A spokesperson for House Democrats said after a May 15 floor session that some members of the party voted against the bill because the American Civil Liberties Union spoke out against its potential impact on freedom of expression. 

ACLU Policy Director Darrell Hill said in a phone call with Courthouse News that the bill was too broad. 

“Our concern is that it criminalizes speech that’s protected by the First Amendment of the Constitution,” he said. “Particularly, political speech that’s satire.”

“We would have loved to see explicit language with SB1336 holding that those depictions are criminal when they are done with the intent to defraud or harass,” he added.

In her veto letter, Hobbs said she plans to sign Senate Bill 1078, which establishes similar penalties to SB1336 but includes nearly exactly the specific language Hill would have liked to see. She didn’t say in the letter whether she agrees with the ACLU’s position. She just wrote that SB1078 and other bills she’s signed would accomplish the same goals. 

Sponsored by state Senator John Kavanagh, a Republican from Fountain Hills, SB1078 passed both the House and the Senate nearly unanimously. It establishes a class 5 felony for the use of fake audio recordings, videos or images with the intent to harass or defraud the subject of the fake media. Though supported by both chambers, the bill hasn’t yet been transmitted to the governor for a signature. 
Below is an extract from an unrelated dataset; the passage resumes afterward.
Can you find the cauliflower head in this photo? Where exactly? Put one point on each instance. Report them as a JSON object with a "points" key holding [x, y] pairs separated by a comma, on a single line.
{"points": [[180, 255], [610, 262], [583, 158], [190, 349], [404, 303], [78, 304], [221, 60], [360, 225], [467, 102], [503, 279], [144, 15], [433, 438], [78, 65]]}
On the House floor on May 15, Republican state Representative David Cook of Globe shared the story of a mother who received a phone call with a fake audio recording of her daughter’s voice saying she’d been kidnapped. Strange men then got on the line and demanded money for the girl’s return. The daughter had been safe at school the entire time. 

“These things are not OK, and we have to take action today,” Cook told his fellow lawmakers as he voted “yes.”

Similar stories have recently arisen in Arizona and across the country

Alongside her Wednesday veto, Hobbs signed Senate Bill 1359, which requires the creator of a deepfake image or video depicting a political candidate to, within 90 days of an election, include a disclosure that the media includes content generated by artificial intelligence.

Creators who don’t include that disclosure will face a civil penalty of $10 per day for the first 15 days they don’t provide the disclosure, and $25 per day after that. The bill includes an exception for satire and parody.

State Senator Frank Carroll, a Republican from Sun City West and sponsor of both SB1336 and SB1359, didn’t immediately reply to an email request for comment. 

Last week, Hobbs signed another Republican-sponsored bill seeking to protect against deepfakes. House Bill 2394, sponsored by Republican state Senator Alex Kolodin of Scottsdale, will allow the subject of a false image or video recording to sue the creator if the deepfake was created without the subject’s consent, if the creator didn’t reasonably convey that the media is fake and if it’s unclear to the average viewer that it’s fake. 

According to the bill, a state judge can grant preliminary injunctive relief to a plaintiff if the plaintiff is a candidate in an election occurring in the next 180 days, if the deepfake depicts the person unclothed or engaging in sexual or criminal acts, if the person’s reputation will be irreparably harmed or if the person reasonably expects to suffer significant personal or financial hardship or loss of employment.

Like the other signed bills, HB2394 exempts internet service providers from liability for simply hosting a deepfake created and posted by a third party.